Discussion x86 CPU cluster configurable for optimized ST or MT - feasible?

Jul 27, 2020
13,158
7,815
106
Imagine a cluster of dual CPUs, each with its own L2 cache. They have a shared L3 V-cache of an optimal size (whatever that may be). Both cores in the cluster are capable of SMT. However, there is something different about this cluster. It has two modes of operation. In multithreaded optimized (MTO) mode, it executes four threads. But in STO mode, it runs a single thread in four different stages of execution. Anytime a misprediction occurs, the focus switches to the thread that has the correct branch taken already. This way, the misprediction penalty can be minimized.

In terms of die space, this is an expensive way to increase ST throughput but maybe it would be feasible in the future where it's possible to cram dozens of such dual clusters economically into available die space? Could this also sidestep Amdahl's law, by using double the resources to boost each thread to maximum performance so that ST to MT ratio increases much more? For a 16 core CPU, we could have 8 dual clusters. Is it possible that in STO mode, 8 threads could get more work done more quickly than 32 hyperthreads in MTO mode?

DISCLAIMER: I've no idea what I'm talking about. Feel free to ruthlessly drill holes in my idea, provided the reasons given are sound.
 
  • Like
Reactions: Vattila

JustViewing

Member
Aug 17, 2022
108
208
76
First off modern processors are good at predicting branches. If code contains lots of unpredictable branches your suggestion might work, but branches doesn't happen in isolation. For example, branches may be part of complex if/elseif code. So all possible branch-combination expands exponentially to a point that having to run different branches simultaneously is not practical. Secondly running 2 threads and discarding one will waste lot of power, maybe even double the power requirement. Thirdly and most importantly, there is a dependency chain. It will be impractical to share Register states with other cores without very significant latency.

Dependency is the main cause preventing higher IPC. x64 only have 16 registers, and some of them has to be used as memory pointers. if their is dependancy, nothing much the register/renaming can do and you have to save/load registers constantly. From my personal experience, 16 is not enough.
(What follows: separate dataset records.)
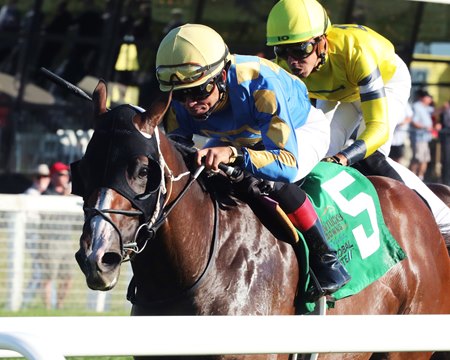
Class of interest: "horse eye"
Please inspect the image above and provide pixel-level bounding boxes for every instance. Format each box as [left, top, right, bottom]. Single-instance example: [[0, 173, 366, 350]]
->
[[138, 166, 148, 177]]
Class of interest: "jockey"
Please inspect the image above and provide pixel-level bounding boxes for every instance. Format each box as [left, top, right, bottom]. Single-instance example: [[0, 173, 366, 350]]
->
[[267, 0, 450, 234], [156, 24, 350, 301]]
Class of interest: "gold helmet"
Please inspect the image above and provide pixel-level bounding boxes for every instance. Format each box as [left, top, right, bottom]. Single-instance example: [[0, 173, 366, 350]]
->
[[267, 0, 331, 46], [156, 24, 229, 91]]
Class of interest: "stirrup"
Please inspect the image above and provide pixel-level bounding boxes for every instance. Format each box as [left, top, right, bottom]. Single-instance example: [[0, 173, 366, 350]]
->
[[305, 268, 326, 303]]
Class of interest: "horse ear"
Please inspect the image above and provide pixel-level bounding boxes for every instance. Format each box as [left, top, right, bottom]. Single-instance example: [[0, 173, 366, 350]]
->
[[134, 91, 172, 132], [92, 79, 108, 116]]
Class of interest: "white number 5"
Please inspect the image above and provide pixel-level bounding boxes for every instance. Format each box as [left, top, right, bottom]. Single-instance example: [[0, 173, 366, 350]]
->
[[322, 171, 380, 259]]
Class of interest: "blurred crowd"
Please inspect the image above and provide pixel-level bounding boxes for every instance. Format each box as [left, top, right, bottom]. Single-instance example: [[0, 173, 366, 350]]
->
[[389, 89, 450, 181]]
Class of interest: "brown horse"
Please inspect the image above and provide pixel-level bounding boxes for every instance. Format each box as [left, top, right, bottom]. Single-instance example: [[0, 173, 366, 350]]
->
[[73, 82, 450, 360], [427, 183, 450, 255]]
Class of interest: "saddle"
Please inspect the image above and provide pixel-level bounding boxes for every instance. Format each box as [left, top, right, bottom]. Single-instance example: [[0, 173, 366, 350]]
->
[[230, 162, 406, 313]]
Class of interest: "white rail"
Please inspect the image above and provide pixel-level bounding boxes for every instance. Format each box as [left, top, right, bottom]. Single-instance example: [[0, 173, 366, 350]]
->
[[0, 315, 450, 360]]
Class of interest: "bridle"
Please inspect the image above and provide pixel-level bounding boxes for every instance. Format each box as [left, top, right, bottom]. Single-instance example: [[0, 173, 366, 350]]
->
[[83, 129, 205, 262]]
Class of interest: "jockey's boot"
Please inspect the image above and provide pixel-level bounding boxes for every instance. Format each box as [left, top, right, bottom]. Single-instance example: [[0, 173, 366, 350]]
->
[[287, 197, 351, 302]]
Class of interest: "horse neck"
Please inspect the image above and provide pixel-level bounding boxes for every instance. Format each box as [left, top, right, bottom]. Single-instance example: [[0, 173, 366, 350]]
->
[[158, 138, 214, 286]]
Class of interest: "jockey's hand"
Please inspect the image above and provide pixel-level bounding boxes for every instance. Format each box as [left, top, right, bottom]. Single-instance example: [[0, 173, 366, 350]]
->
[[322, 153, 348, 166], [197, 146, 234, 172]]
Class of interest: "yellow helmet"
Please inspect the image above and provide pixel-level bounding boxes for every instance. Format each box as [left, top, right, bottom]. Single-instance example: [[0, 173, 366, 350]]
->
[[267, 0, 331, 46], [156, 24, 228, 91]]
I think 32 integer registers would be ideal. 16 AVX registers are somewhat ok, and with AVX512 the registers are increased 32. So the potential is there to increase the IPC in AVX code. The bottleneck will be the memory ports and L1/L2/L3 bandwidth.
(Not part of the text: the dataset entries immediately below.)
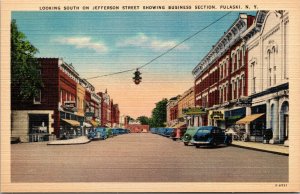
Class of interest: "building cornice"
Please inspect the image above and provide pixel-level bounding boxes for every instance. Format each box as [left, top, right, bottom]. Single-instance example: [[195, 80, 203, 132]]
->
[[192, 14, 248, 79]]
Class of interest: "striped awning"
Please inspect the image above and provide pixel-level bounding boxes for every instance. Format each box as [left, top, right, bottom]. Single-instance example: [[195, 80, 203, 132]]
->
[[236, 113, 264, 124], [61, 119, 80, 127]]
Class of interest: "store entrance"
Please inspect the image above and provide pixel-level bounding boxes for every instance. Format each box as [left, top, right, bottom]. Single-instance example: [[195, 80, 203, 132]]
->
[[28, 114, 49, 142]]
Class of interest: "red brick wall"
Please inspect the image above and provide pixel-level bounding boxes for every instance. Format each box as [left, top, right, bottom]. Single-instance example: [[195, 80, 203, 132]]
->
[[11, 58, 59, 110]]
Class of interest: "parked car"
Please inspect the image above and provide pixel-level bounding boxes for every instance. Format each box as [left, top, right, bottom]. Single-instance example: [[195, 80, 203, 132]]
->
[[158, 127, 166, 135], [88, 127, 107, 140], [182, 127, 199, 146], [150, 128, 156, 134], [106, 128, 114, 137], [170, 127, 187, 141], [191, 126, 232, 148]]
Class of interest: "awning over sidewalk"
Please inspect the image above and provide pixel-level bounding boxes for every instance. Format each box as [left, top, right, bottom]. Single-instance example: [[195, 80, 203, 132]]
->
[[83, 122, 92, 127], [90, 120, 98, 127], [61, 119, 80, 127], [173, 122, 186, 128], [236, 113, 264, 124]]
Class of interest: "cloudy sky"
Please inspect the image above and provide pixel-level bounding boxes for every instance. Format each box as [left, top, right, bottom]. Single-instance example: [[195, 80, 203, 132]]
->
[[12, 12, 256, 118]]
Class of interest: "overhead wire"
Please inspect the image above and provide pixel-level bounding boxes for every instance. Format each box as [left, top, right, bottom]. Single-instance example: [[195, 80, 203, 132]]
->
[[86, 11, 231, 80]]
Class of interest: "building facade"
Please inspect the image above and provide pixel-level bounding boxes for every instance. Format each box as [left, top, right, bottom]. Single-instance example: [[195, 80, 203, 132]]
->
[[178, 86, 195, 126], [11, 58, 120, 142], [166, 96, 180, 127], [243, 11, 290, 145], [192, 14, 255, 129]]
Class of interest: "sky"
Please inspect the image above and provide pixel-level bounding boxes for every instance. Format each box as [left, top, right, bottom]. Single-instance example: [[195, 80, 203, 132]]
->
[[12, 11, 256, 118]]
I would think the reverse of what you suggested might work. That is, have a very wide core and implement 4/8 way hyper threading. By doing this way you can have excellent ST as well as good MT.
 

Doug S

Platinum Member
Feb 8, 2020
2,002
3,087
106
Execution of both sides of a branch has been talked about (and run on simulators) forever, but the idea is always discarded because it increases power draw too much and has some negative side effects that hurt performance like cache pollution from loading little used code paths into i-cache (imagine having all your error handling and "should never happen" tests loaded into cache, evicted, re-loaded, ad infinitum...)
 
Jul 27, 2020
13,158
7,815
106
Let's suppose that the CPU is optimized for branch-y gaming code, at the expense of other types of general purpose application code. How does my idea look then, assuming gamers don't care about power draw? Is it possible to design a CPU that would run game engines much, much faster than a CPU with a balanced architecture? Kind of like a freak gaming CPU?
 

Thunder 57

Platinum Member
Aug 19, 2007
2,501
3,403
136
Let's suppose that the CPU is optimized for branch-y gaming code, at the expense of other types of general purpose application code. How does my idea look then, assuming gamers don't care about power draw? Is it possible to design a CPU that would run game engines much, much faster than a CPU with a balanced architecture? Kind of like a freak gaming CPU?

Why? A CPU is general purpose by definition. It sounds like you want something that already exists, "a CPU that would run games engines much, much faster...". That would be a GPU. Before video acceleration games ran on CPU's.

Also, why? How many games are CPU bound? Not many. You hardly need a top of the line CPU to get excellent performance.

And then you have the problem of who would make it? They could never recover the cost of R&D plus production. There aren't nearly enough gaming only people out there that would want a "gaming" CPU instead of a more balanced one.
 
Jul 27, 2020
13,158
7,815
106
And then you have the problem of who would make it? They could never recover the cost of R&D plus production. There aren't nearly enough gaming only people out there that would want a "gaming" CPU instead of a more balanced one.
There are gaming phones out there. I've yet to see someone in real life using one, which means they can't be high volume but some companies are still making them. A few million performance crazed gamers is not a small market.
 

DrMrLordX

Lifer
Apr 27, 2000
21,277
10,457
136
There are gaming phones out there. I've yet to see someone in real life using one, which means they can't be high volume but some companies are still making them. A few million performance crazed gamers is not a small market.

Gaming phones are a bigger deal in Asia. Plus if you buy one of those units in the United States, you may find that network support is spotty at best. ROG phone users have been coping with that for years.

fwiw I had an ROG Phone 2 and I had issues when moving away from 3G to VoLTE/Wifi calling since GSM carriers (notably AT&T) hadn't whitelisted the phone for VoLTE. Plus it had dodgy firmware that made it hard to change VoLTE settings in the first place. Anyway I had to go to a conventional Samsung S21 Ultra to avoid future problems with ROG Phones (ROG Phone 5/5s also apparently has some interesting network issues in the US). I might go back to ROG Phone eventually, but only once I'm convinced I won't have any more nasty surprises. It's sad because even if you don't want a "gamer" phone for gaming, the specs on those things can be fantastic.

Kind of off-topic but since your brought it up . . .
 
  • Like
Reactions: igor_kavinski